Иной раз мысли сплетались, как пожелтевшие вьюнки на сухой ольхе, и он думал, что было бы хорошо дотянуться до ствола, протащить ее в клетку и сжечь.
Дрова кончились. Спички — тоже. Орехи съедены.
По ночам подмораживало.
Он пил воду со льдинками. Вода в колодце на глазах убывала. Роднички перестали действовать.
Днем изредка светило солнце. Брусья клетки нагревались, а к вечеру, когда опускалась тишина и лес коченел на холоде, Берз слышал, как потрескивали остывавшие брусья. Может, атмосферный ревматизм разъедал клетку? Атмосферный ревматизм? Берз негромко рассмеялся. Один из брусьев прозвенел жалобно и нежно. Может, то была таинственная музыка клетки?
В небе появились снежные облака. Берз спокойно взирал на белых посланцев зимы. Какая разница, где умереть — в постели или в клетке, раздумывал он. Смерть в клетке или где бы то ни было одинакова.
Он считал, что все-таки победил клетку. Может, он ошибался, но считал, что победил. Со смертью — дело другое. Со смертью все обстояло просто. Смерть приходила без обмана.
Я сделал все, что мог. Не отчаивался. Не поддавался панике. Не пресмыкался перед брусьями клетки. До конца оставался верен себе. Теперь пришло время уйти. Я ни о чем не жалею. Я не понимаю тех людей, что бросили меня сюда. И не хочу их понимать. Они достойны презрения. Они будут наказаны. Я должен уйти. Клетка меня не держит. Так или иначе пришлось бы уйти. Раньше ли, позже. Я ухожу в здравом уме. Я потеряю только клетку, а клетка потеряет сердце.
Клетка потеряет сердце!
Он снова и снова шептал пророческие слова. Клетка жалобно позванивала остывающими брусьями. Жалобно? Для жалости клетка была чересчур бесчувственна.
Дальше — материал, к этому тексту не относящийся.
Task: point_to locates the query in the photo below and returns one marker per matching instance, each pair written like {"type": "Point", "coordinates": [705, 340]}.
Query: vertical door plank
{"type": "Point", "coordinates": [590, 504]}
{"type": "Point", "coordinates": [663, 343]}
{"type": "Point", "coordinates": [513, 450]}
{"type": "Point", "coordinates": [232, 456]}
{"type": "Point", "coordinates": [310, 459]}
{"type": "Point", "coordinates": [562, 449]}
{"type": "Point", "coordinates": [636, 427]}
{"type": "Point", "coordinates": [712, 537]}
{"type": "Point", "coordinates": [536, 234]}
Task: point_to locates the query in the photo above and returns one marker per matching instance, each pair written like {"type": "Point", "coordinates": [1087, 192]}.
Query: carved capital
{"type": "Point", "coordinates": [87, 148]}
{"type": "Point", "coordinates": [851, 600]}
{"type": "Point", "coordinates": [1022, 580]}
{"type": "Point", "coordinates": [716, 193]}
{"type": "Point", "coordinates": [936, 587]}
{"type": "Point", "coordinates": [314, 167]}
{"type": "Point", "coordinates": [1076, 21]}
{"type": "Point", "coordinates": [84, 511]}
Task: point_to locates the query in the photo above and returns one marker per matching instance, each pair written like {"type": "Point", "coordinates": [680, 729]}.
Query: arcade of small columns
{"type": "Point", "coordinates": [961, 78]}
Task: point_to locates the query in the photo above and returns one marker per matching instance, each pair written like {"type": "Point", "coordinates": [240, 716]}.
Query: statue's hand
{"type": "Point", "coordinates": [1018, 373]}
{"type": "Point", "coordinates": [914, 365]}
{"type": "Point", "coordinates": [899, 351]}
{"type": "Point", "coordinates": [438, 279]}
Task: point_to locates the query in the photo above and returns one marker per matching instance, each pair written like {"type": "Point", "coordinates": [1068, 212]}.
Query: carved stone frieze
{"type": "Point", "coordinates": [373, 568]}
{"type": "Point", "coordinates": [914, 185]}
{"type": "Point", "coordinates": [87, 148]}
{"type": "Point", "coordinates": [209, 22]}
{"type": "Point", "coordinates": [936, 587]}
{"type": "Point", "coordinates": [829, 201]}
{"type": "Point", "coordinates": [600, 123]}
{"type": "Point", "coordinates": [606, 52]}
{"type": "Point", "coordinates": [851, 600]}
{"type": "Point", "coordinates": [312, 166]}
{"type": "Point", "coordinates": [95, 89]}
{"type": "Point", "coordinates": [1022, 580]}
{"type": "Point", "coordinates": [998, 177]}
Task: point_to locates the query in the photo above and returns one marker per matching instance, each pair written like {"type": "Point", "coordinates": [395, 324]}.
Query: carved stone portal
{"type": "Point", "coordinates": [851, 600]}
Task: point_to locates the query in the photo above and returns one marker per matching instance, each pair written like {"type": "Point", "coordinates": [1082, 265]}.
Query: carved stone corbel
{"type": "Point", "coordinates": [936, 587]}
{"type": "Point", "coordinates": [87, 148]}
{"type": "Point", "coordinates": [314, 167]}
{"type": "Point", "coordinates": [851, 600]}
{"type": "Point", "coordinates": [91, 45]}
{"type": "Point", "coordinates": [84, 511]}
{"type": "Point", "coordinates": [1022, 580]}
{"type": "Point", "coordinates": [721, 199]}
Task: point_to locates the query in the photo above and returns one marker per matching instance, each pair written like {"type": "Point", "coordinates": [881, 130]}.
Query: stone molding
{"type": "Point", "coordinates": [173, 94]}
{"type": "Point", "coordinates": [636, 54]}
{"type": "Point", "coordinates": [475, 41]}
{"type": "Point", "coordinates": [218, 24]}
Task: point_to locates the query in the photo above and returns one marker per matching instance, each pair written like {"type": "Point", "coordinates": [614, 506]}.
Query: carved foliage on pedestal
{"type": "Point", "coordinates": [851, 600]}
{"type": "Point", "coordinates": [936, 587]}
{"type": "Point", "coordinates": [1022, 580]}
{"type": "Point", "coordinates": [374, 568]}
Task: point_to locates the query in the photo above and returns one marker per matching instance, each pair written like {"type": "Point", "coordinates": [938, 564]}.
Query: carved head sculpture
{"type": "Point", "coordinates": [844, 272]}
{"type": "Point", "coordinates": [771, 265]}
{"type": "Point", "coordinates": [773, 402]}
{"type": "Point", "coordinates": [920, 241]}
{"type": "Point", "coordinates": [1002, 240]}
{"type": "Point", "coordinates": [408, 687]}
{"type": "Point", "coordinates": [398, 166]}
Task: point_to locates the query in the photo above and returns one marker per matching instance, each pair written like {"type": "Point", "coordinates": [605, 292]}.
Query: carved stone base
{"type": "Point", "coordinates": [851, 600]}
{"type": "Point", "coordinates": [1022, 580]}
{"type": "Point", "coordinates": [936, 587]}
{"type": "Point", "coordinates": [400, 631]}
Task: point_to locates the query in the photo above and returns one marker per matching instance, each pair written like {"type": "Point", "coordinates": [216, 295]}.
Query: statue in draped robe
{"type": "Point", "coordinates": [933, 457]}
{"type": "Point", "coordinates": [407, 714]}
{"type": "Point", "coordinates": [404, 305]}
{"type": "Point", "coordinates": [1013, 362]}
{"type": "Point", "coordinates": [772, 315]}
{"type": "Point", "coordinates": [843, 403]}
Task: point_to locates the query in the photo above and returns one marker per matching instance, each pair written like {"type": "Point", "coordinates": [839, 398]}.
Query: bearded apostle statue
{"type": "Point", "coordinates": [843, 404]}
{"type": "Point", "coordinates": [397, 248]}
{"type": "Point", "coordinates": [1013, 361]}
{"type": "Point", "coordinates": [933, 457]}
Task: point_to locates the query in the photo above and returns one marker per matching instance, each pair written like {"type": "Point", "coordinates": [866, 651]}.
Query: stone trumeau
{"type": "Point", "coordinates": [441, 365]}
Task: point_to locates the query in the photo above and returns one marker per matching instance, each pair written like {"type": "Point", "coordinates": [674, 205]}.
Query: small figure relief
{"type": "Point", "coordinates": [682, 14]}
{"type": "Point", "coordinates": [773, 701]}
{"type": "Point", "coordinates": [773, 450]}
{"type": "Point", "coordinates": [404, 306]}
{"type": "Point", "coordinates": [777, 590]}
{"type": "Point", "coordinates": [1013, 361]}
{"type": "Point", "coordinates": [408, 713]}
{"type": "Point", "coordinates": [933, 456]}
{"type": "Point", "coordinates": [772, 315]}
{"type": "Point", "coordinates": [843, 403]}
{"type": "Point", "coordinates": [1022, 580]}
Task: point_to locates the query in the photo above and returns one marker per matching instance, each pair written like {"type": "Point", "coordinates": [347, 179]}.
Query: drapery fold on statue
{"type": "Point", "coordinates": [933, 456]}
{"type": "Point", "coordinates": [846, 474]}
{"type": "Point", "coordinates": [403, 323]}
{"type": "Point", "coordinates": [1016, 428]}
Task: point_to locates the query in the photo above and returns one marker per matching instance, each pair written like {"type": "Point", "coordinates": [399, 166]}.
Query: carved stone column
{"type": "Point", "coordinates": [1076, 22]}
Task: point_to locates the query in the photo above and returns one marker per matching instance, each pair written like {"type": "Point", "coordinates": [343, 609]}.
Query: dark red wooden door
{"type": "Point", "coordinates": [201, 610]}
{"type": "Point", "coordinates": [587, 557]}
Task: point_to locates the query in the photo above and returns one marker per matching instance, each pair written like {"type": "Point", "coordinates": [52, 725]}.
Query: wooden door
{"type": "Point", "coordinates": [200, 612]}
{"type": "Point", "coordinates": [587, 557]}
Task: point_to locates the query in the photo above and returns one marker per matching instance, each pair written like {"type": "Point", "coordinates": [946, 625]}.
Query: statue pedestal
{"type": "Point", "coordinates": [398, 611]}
Дверь открыта, можешь уйти! Они раньше думал об этих мудрых словах Сенеки. Да, в любой момент он мог уйти из клетки в указанные Сенекой двери, уйти от клетки и мук, уйти от мороза, от голода, грязи, от страданий. Но именно в те минуты, когда он понимал безнадежность своего положения, какая-то пружина сжималась в нем, твердела воля, он распрямлялся, отметал мысль о самоубийстве. Уйти самому! Ну нет, такого удовольствия он клетке не доставит.
Ни с чем не сравнимая радость первой любви, первое утро, первая ночь, первый ломоть хлеба, первый восторг, первый склон, первое здание, первое признание и первый ушат холодной воды, первая клетка, первый и последний штрих уголька по бетонному полу, клетка последняя — все это были бессвязные слова, смутные образы, невозможно было их собрать воедино, все испарялось в пространстве и времени клетки.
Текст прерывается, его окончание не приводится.